Fr. Connolly is the currently the Parochial Vicar at Immaculate Conception and Assumption of Our Lady Parish in Tuckahoe, New York. He recently authored
an essay which was just featured on Catholic World Report’s, “The Dispatch”, about
the 1879 apparitions in Knock, Ireland.
As the World Meeting of Families begins
this week in Ireland, we’re excited to share his inspiring message and insights
with you below.
The Unspoken Message of Heaven at Knock
Published August 21, 2018 originally
featured on Catholic World Report “The Dispatch”, seen here.

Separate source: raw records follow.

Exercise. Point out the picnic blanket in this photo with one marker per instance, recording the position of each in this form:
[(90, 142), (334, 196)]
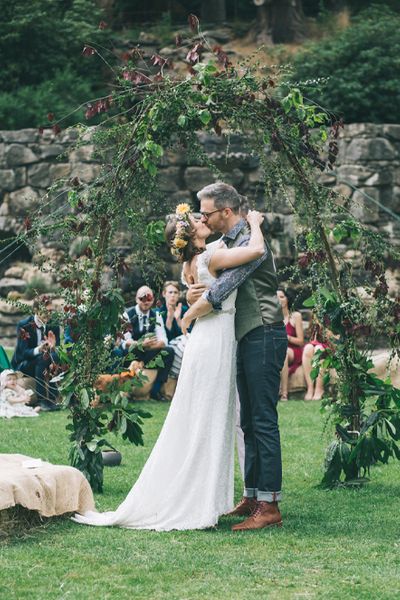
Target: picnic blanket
[(38, 485)]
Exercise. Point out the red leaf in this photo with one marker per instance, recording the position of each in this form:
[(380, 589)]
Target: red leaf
[(156, 59), (135, 77), (88, 51), (194, 22), (193, 56), (222, 57), (218, 128), (23, 334)]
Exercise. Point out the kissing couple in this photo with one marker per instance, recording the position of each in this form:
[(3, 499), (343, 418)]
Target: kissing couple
[(188, 480)]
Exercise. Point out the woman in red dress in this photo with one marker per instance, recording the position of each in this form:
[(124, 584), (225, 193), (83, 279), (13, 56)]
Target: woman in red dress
[(319, 340), (294, 329)]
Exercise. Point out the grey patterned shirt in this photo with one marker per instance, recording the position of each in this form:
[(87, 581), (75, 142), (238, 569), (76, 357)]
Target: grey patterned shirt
[(231, 279)]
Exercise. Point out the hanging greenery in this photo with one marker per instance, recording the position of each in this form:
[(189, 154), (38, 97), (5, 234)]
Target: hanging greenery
[(160, 108)]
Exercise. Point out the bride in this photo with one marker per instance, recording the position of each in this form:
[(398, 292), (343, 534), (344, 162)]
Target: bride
[(187, 482)]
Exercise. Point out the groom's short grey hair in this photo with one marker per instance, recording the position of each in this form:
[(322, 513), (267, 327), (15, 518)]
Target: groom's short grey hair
[(223, 194)]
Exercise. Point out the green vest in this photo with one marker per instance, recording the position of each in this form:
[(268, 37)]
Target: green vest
[(256, 303)]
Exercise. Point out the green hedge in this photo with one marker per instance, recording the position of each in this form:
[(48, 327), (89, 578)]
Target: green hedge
[(362, 68)]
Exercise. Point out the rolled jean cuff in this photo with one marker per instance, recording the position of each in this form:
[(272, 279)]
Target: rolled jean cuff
[(269, 496)]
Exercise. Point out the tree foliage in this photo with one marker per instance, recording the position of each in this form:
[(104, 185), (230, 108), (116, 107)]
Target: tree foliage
[(359, 68), (162, 109), (41, 57)]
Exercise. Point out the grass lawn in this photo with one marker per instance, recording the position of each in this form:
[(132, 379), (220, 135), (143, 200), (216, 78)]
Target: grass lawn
[(337, 544)]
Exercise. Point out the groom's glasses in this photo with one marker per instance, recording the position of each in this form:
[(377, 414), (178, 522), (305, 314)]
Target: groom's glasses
[(206, 215)]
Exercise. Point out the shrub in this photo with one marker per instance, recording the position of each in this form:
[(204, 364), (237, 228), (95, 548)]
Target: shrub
[(362, 67)]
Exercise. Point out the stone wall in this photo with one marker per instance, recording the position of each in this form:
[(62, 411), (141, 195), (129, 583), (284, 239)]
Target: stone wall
[(367, 174)]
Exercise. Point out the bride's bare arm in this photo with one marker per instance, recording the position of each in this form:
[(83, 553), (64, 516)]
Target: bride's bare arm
[(224, 258)]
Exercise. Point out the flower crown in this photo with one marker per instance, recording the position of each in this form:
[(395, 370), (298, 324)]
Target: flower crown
[(183, 228)]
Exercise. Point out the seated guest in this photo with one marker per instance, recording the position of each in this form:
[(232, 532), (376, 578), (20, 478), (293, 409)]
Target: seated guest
[(320, 339), (172, 312), (37, 340), (13, 397), (147, 338), (294, 329)]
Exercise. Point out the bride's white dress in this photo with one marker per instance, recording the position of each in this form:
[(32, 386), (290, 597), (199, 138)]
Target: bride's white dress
[(187, 482)]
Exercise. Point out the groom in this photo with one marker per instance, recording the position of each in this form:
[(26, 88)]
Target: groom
[(262, 345)]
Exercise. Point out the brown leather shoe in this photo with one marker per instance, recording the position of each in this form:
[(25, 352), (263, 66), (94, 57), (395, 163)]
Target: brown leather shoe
[(266, 514), (244, 508)]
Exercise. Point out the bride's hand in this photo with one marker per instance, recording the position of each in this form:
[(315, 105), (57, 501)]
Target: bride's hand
[(185, 324), (254, 217)]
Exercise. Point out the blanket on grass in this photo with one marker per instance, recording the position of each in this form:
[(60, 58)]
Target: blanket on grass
[(37, 485)]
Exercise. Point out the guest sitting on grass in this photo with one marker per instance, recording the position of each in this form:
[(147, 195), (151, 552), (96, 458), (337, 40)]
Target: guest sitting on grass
[(294, 329), (320, 339), (13, 397), (35, 350)]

Written by Father Seán Connolly
139 year ago this very day, an unspoken message
from heaven came to our world at the rural wayside village of Knock, Ireland.

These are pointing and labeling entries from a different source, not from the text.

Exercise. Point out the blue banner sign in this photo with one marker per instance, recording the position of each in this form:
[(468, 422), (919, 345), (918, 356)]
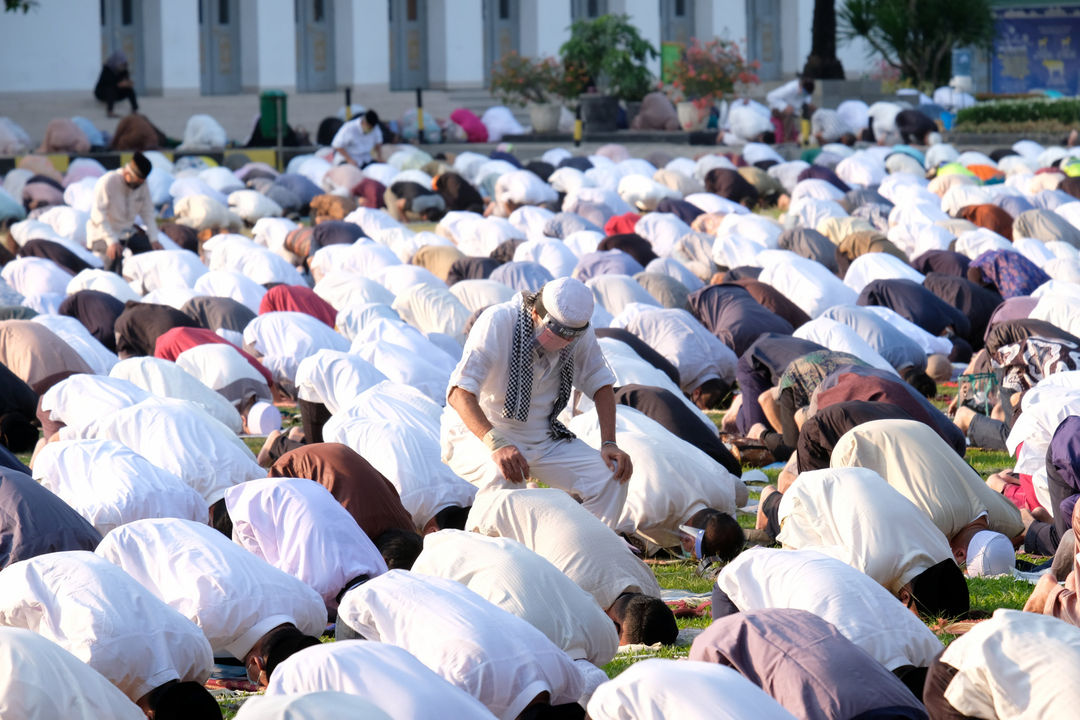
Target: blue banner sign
[(1034, 50)]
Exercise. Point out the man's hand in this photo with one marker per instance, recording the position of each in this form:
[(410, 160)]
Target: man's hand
[(511, 463), (618, 462)]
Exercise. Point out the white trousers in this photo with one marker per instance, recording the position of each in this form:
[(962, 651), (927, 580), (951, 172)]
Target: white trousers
[(569, 465)]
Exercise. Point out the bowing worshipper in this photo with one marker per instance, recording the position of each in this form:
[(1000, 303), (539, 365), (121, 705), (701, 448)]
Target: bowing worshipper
[(37, 355), (246, 608), (511, 404), (187, 442), (645, 351), (807, 665), (383, 674), (759, 369), (158, 657), (1007, 272), (497, 657), (905, 355), (734, 316), (43, 681), (552, 525), (773, 300), (982, 526), (297, 299), (853, 515), (921, 307), (220, 314), (706, 367), (1063, 480), (676, 489), (787, 404), (658, 689), (310, 706), (945, 262), (120, 197), (370, 499), (18, 404), (36, 521), (110, 485), (859, 382), (298, 527), (863, 611), (512, 576), (999, 669), (97, 312), (140, 324), (976, 302), (821, 431), (675, 417)]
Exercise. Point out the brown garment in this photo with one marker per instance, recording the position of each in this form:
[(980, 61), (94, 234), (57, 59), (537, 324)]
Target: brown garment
[(862, 242), (774, 300), (439, 259), (34, 352), (990, 217), (63, 135), (136, 132), (332, 207), (933, 692), (369, 498), (657, 112)]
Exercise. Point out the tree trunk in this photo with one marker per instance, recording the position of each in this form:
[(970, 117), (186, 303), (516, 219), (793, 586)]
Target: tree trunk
[(822, 63)]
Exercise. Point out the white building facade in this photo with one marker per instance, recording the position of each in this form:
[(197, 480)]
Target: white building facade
[(231, 46)]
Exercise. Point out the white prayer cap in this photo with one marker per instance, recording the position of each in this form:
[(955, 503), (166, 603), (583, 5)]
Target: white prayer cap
[(568, 301), (262, 419), (989, 554)]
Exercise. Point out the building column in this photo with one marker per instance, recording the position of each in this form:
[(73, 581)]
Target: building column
[(455, 43), (267, 45), (362, 42), (545, 26)]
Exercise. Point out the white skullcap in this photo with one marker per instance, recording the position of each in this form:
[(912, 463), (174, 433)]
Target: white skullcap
[(989, 554), (262, 419), (568, 301)]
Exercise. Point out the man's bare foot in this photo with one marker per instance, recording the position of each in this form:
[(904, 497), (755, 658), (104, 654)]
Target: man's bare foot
[(763, 521)]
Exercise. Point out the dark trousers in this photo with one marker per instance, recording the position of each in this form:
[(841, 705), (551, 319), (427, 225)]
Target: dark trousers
[(112, 95)]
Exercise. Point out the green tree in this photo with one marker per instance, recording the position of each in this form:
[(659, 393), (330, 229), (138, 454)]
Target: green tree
[(822, 63), (917, 37)]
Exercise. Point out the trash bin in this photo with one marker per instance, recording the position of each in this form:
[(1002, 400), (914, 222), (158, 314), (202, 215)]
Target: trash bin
[(268, 112)]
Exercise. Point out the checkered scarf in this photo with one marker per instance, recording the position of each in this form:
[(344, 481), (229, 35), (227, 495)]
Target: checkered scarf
[(520, 378)]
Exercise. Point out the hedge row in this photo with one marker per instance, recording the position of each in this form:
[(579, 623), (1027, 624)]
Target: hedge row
[(1065, 110)]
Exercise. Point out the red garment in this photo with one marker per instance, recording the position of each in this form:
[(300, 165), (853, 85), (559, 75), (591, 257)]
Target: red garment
[(173, 342), (475, 131), (621, 225), (1023, 494), (294, 298)]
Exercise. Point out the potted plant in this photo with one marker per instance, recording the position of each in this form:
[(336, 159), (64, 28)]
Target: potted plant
[(706, 73), (532, 83), (612, 55)]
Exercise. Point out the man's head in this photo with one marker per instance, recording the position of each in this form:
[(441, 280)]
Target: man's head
[(136, 171), (183, 701), (274, 648), (711, 394), (400, 548), (989, 553), (564, 308), (939, 592), (715, 534)]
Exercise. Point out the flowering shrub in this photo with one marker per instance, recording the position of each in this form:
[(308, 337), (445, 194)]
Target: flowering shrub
[(706, 72), (518, 80)]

The little hamlet was a forgotten corner of the earth in 1879. It consisted of
a dozen houses or so, along with the little parish church, the rectory, a
school-house, a post office and a few small shops. The village and the social
condition of its people at the time, was in many respects like that of the
little village of Nazareth in the days of our Lord Jesus. It was poor, peaceful
and unknown. Both were under the oppression of a foreign occupier—for Nazareth
two thousand years ago it was the Romans, and for Knock a century and a half
ago it was the English. The Penal Laws were imposed upon the Irish in attempt
to stamp out their Catholic faith; those laws were as degrading as they were
oppressive.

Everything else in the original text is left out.